Maudits soient ces brigands qui le forcèrent à quitter le chemin balisé et à courir au hasard en enjambant en toute hâte des troncs et des souches. A plusieurs reprises il avait posé le pied dans des matières visqueuses dont il voulait continuer à ignorer la composition.
Il fallait se rendre à l’évidence, Auguste était perdu. Mais pas légèrement perdu, il était complètement perdu. Cela devait faire quelques heures qu’il n’avait pas vu le moindre petit sentier, ou même une trace de pas qui lui laisserait espérer le passage d’un bipède.
Avoir perdu son chemin était une chose, mais sa course poursuite avait eu raison de sa réserve d’énergie. Auguste était affamé. Ses pas devenaient de plus en plus mal assurés. Il ne pourrait pas continuer comme cela bien longtemps et la nuit risquerait de le transformer en proie facile. Il imaginait déjà les prédateurs tapis dans les buissons attendant le moment où il s’étalerait de tout son long, trop fatigué pour avancer davantage.

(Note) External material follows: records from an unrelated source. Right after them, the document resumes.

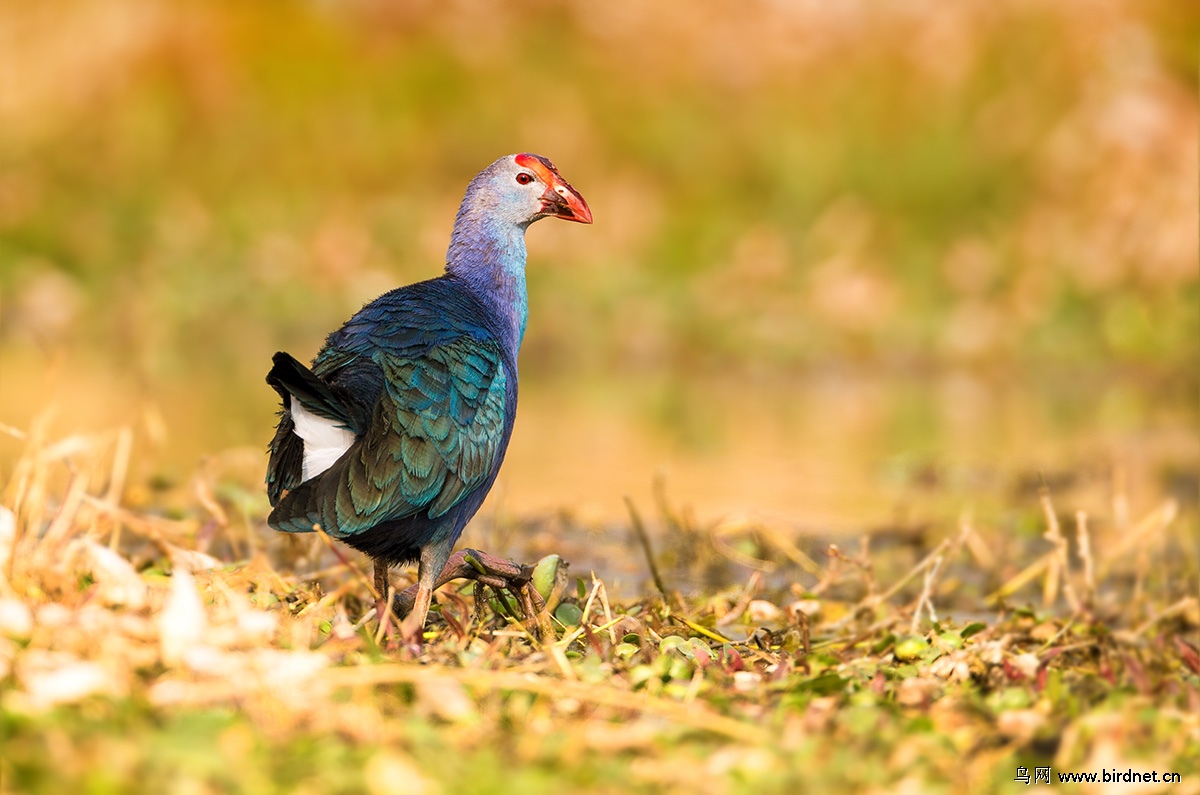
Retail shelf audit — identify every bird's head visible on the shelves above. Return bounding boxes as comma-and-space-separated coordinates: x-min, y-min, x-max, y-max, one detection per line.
467, 153, 592, 226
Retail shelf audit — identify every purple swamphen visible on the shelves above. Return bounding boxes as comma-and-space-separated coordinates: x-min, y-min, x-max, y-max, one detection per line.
266, 154, 592, 640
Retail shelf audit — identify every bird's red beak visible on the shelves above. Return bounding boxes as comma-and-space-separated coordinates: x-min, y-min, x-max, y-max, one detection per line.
515, 153, 592, 223
541, 181, 592, 223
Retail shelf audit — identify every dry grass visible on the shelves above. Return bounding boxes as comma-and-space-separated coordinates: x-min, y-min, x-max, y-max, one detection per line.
0, 417, 1200, 793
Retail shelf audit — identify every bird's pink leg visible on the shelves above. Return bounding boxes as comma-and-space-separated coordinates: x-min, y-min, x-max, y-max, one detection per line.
400, 536, 454, 646
374, 561, 391, 638
396, 549, 553, 638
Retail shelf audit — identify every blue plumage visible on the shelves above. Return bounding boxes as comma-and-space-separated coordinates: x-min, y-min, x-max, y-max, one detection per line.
266, 155, 592, 634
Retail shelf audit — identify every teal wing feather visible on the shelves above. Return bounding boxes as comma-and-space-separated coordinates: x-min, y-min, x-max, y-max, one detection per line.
282, 335, 509, 538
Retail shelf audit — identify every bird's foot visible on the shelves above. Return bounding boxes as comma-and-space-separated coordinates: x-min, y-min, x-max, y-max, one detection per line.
395, 549, 554, 639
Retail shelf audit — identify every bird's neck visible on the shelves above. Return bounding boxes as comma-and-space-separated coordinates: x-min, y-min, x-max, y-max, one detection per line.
446, 208, 529, 351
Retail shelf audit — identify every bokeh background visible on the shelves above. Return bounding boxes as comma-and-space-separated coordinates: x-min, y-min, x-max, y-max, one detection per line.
0, 0, 1200, 569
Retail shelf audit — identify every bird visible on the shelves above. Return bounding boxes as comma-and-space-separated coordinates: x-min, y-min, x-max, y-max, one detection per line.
266, 153, 592, 645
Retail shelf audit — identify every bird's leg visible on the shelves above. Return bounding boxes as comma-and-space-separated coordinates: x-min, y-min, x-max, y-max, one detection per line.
396, 549, 552, 638
374, 558, 391, 638
395, 533, 454, 646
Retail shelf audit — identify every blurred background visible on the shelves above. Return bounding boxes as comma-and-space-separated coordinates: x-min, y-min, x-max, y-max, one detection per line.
0, 0, 1200, 574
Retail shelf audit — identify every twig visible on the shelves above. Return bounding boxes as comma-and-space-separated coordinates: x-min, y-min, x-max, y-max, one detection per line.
1075, 510, 1096, 608
910, 555, 943, 634
1038, 483, 1080, 612
625, 496, 670, 605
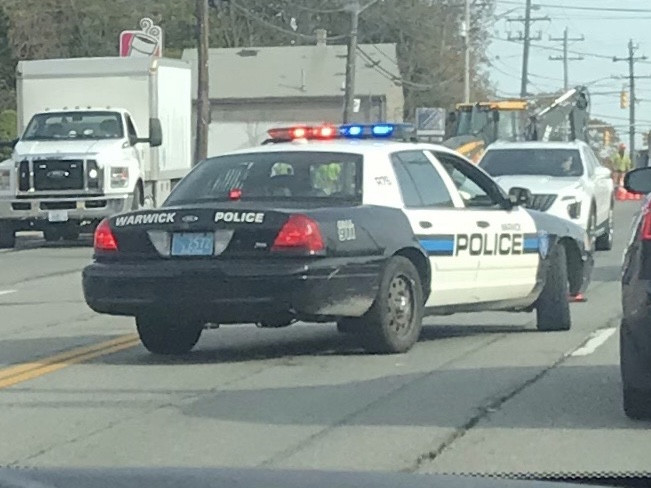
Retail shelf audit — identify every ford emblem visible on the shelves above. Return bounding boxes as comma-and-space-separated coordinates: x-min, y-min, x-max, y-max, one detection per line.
181, 215, 199, 224
47, 169, 70, 180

Après quelques minutes de marche, les jambes d’Auguste refusèrent de le porter plus longtemps et il s’écroula au milieu d’une clairière. Il commençait à imaginer sa fin arriver alors que sa faim était bien présente. Sa grand-mère lui revint soudain à l’esprit. Il ne pouvait s’empêcher de penser aux petits plats qu’elle lui mijotait et qu’il avalerait goulument s’ils avaient le malheur de croiser son chemin à cet instant. Que n’aurait-il donné pour planter ses canines dans un sanglier à la broche ou des cottes d’agneau rôties. Sa fringale et son obsession pour la nourriture prenaient le contrôle de son cerveau et Auguste se mit à saliver comme si le service était sur le point de commencer.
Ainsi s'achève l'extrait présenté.